Trump has had some marginal (though perhaps inadvertent) success by this metric. He has been abnormally slow in proposing nominees for cabinet agencies–a New York Times synopsis in July showed that he had made nominations for only 96 out of 210 vacant executive posts, only 33 of whom had been confirmed (for comparison, by the same point in President Obama’s term, he had made 169 nominations, 126 of whom had been confirmed).
But this may be a dangerous road. Conservatives may have a point that the ideal federal bureaucracy is much smaller than our current one, but this does not mean that any job downsized is a victory. The president runs the risk of crippling necessary government functions. For example, as of this writing, there are 49 US ambassadorships still lacking a nominee, including countries such as Cuba, Venezuela, South Korea, and Saudi Arabia: all countries with which we really need effective communication right now.
Finally, consider the possibility that The Swamp could mean the generally deadlocked state of affairs in Washington. This image does make good sense here; a swamp is what forms when running water stops moving and becomes stagnant, just as actual legislation from Congress seems to have ground to a near halt in recent years.
If we take this to be our Swamp, Trump is actually in a good place to do something about it. However you may feel about his various antics, you do have to admit that he is hardly a traditional conservative. The fact that he is not a political insider should give him considerable freedom to operate as a dealmaker outside the crystallized two-party system.
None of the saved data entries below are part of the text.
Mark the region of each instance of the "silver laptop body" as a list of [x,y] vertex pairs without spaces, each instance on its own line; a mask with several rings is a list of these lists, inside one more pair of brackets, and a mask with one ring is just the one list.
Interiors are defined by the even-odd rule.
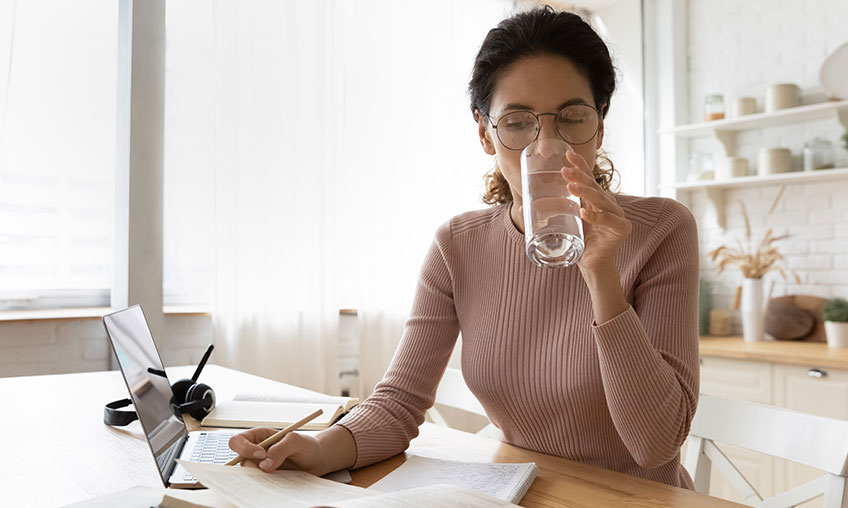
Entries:
[[176,459],[224,464],[236,456],[229,449],[229,440],[237,431],[188,432],[172,409],[171,383],[161,374],[165,368],[141,306],[107,314],[103,316],[103,325],[162,483],[165,487],[201,487]]

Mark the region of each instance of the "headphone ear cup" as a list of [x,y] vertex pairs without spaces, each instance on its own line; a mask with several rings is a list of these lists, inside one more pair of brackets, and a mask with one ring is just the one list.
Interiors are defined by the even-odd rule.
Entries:
[[194,381],[191,379],[180,379],[171,385],[171,391],[174,392],[174,400],[177,405],[190,402],[188,399],[188,391],[194,386]]
[[186,392],[186,402],[195,401],[203,401],[203,404],[196,409],[192,409],[188,414],[196,420],[202,420],[215,407],[215,392],[209,385],[203,383],[194,384]]

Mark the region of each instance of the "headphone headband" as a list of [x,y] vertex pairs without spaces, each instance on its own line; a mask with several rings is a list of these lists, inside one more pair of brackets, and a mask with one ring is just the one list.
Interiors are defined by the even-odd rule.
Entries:
[[135,411],[120,411],[120,408],[127,407],[132,404],[130,399],[116,400],[106,404],[103,408],[103,423],[114,427],[123,427],[138,420],[138,414]]

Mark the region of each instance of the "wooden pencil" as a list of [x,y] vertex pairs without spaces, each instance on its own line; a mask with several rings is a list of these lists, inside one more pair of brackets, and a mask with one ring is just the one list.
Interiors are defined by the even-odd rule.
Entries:
[[[289,432],[291,432],[293,430],[297,430],[300,427],[311,422],[315,418],[318,418],[318,416],[320,416],[323,412],[324,411],[321,410],[321,409],[316,409],[314,413],[307,415],[307,416],[304,416],[303,418],[292,423],[291,425],[289,425],[285,429],[277,432],[276,434],[272,435],[268,439],[262,441],[261,443],[259,443],[259,446],[261,446],[264,450],[268,450],[268,448],[271,448],[275,444],[279,443],[281,439],[286,437],[286,434],[288,434]],[[247,459],[247,457],[242,457],[241,455],[239,455],[239,456],[235,457],[233,460],[227,462],[224,465],[225,466],[235,466],[236,464],[241,464],[242,462],[244,462],[245,459]]]

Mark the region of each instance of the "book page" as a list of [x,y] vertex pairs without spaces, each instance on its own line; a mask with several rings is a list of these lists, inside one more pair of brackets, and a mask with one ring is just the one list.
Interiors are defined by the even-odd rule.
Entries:
[[341,411],[337,404],[268,403],[227,401],[216,406],[201,422],[208,427],[283,428],[304,416],[321,409],[323,413],[301,427],[304,430],[324,429]]
[[[371,485],[369,489],[395,492],[403,489],[445,483],[465,487],[504,501],[513,499],[522,486],[535,477],[536,464],[498,464],[483,462],[456,462],[413,455],[399,468]],[[526,492],[526,489],[525,489]]]
[[338,404],[345,411],[359,403],[358,397],[334,397],[332,395],[283,395],[279,393],[239,392],[233,400],[247,402],[298,402],[301,404]]
[[416,489],[401,490],[365,499],[353,499],[333,503],[333,508],[371,508],[391,506],[392,508],[502,508],[516,506],[492,496],[456,485],[430,485]]
[[166,489],[159,508],[237,508],[210,489]]
[[238,508],[309,507],[372,496],[359,487],[318,478],[305,471],[266,473],[251,467],[232,467],[178,460],[205,487]]

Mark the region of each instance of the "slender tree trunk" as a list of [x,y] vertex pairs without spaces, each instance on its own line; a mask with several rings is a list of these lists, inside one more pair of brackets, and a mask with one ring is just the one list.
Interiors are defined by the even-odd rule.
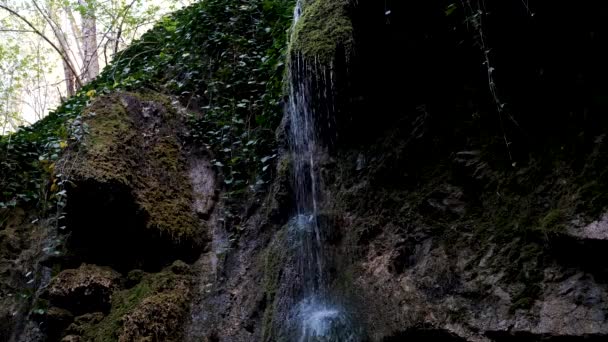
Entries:
[[80,44],[80,41],[82,40],[82,31],[80,30],[80,27],[78,27],[76,18],[74,17],[74,12],[72,12],[70,6],[63,6],[63,10],[68,17],[72,32],[74,32],[74,35],[76,36],[76,48],[78,49],[78,55],[80,56],[80,59],[84,61],[84,52],[82,51],[82,44]]
[[76,95],[76,77],[66,62],[63,62],[63,75],[68,97]]
[[[79,77],[78,75],[76,75],[76,70],[74,69],[74,64],[70,65],[70,57],[68,54],[68,50],[70,48],[70,45],[68,43],[68,39],[66,37],[65,32],[61,31],[61,29],[59,29],[58,25],[59,25],[59,16],[57,15],[57,11],[56,8],[53,6],[52,3],[47,3],[48,5],[48,18],[47,21],[51,26],[51,29],[53,31],[53,34],[55,35],[55,38],[57,38],[57,41],[59,42],[59,46],[61,47],[61,54],[62,56],[64,56],[63,58],[63,75],[65,78],[65,87],[66,87],[66,94],[67,97],[72,97],[74,95],[76,95],[76,91],[80,88],[80,84],[76,84],[76,79]],[[37,7],[38,8],[38,7]],[[40,12],[41,15],[45,15],[45,13],[38,8],[38,11]]]
[[[67,40],[65,34],[63,32],[60,32],[56,28],[53,28],[53,32],[55,33],[55,37],[57,37],[57,40],[59,41],[59,45],[64,47],[63,53],[67,56],[66,49],[67,49],[67,46],[69,46],[69,45],[68,45],[68,40]],[[76,94],[76,91],[79,88],[76,85],[77,75],[74,74],[73,68],[70,67],[70,65],[68,64],[68,62],[65,59],[63,60],[63,74],[65,76],[67,95],[68,95],[68,97],[72,97]]]
[[82,16],[82,46],[84,52],[83,80],[90,82],[99,74],[99,55],[97,53],[97,25],[95,12],[87,0],[78,0],[86,8]]

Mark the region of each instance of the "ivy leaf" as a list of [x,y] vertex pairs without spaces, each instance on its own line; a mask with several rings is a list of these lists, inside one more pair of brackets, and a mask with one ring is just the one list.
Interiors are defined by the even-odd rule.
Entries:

We have seen some glimmers of this potential in recent weeks as Trump has gone out of his way to strike deals with congressional Democrats on important issues like immigration and the debt ceiling. A traditional president would not have been able to unilaterally reach across the aisle like this without enormous outrage from his own party, but the outsider persona Trump has cultivated, coupled with his already-tenuous connection to the Republican party, seems to have softened the backlash considerably. Only time will tell if this sudden fit of bipartisanship marks the beginning of a new governing style for Trump, or merely represents one more spontaneous decision by a president already known for his spontaneity.
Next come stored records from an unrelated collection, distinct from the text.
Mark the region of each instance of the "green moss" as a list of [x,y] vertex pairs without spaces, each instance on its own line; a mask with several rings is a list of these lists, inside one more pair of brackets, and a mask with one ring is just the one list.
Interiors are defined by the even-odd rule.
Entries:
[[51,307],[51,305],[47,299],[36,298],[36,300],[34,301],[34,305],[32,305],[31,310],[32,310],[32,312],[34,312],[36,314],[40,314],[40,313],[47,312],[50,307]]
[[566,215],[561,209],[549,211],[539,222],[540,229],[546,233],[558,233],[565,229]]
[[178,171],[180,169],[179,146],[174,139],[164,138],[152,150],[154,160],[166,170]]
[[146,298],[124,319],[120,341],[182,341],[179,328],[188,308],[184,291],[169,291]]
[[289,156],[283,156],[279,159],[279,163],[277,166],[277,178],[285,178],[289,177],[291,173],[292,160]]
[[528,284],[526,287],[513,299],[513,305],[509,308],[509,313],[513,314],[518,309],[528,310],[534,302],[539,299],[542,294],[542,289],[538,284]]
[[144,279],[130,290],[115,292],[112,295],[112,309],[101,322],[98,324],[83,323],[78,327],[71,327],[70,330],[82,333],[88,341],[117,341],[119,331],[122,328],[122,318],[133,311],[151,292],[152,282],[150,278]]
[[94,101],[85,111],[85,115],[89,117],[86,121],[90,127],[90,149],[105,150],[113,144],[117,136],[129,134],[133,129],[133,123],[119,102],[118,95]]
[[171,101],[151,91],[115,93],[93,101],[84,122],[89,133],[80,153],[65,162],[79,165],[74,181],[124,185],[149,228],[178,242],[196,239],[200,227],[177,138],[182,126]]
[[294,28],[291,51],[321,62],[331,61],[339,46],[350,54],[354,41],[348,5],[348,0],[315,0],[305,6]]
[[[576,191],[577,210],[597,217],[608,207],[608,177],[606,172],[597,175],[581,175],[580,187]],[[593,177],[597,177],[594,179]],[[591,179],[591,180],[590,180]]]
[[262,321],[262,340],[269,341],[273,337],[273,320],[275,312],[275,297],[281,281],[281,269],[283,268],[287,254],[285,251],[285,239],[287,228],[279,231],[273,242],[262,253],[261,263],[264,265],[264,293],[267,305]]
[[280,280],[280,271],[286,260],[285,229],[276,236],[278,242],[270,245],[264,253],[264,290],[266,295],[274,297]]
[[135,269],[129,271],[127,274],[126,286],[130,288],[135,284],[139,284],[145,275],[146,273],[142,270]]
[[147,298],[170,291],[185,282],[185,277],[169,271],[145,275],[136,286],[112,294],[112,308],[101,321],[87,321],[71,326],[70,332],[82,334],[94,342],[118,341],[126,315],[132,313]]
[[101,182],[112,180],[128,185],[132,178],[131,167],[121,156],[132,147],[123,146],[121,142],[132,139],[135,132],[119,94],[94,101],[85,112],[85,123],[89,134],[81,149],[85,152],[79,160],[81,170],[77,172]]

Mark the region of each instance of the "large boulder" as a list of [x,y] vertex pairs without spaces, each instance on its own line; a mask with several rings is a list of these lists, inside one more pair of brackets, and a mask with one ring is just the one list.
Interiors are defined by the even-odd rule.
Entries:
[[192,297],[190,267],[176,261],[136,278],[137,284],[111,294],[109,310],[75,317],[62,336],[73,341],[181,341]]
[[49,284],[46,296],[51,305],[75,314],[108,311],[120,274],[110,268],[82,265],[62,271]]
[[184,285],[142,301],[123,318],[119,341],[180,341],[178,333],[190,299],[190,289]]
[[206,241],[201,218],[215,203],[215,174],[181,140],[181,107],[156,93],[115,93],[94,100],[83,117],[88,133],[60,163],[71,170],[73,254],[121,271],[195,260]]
Americans are frustrated. Love him or hate him, Donald Trump successfully tapped into that frustration and managed to ride populist, anti-establishment sentiment all the way to the White House. We have examined here a few of the possible interpretations of his three-word campaign promise to Drain the Swamp, but the bottom line is that he intends to make change, to overturn standing Washington norms. Perhaps this will lead him to enact long-overdue reforms; perhaps he just will end up undermining cherished democratic institutions. At the end of the day, only time will tell whether by Trump’s hand The Swamp will be drained, or whether he himself will end up swamped.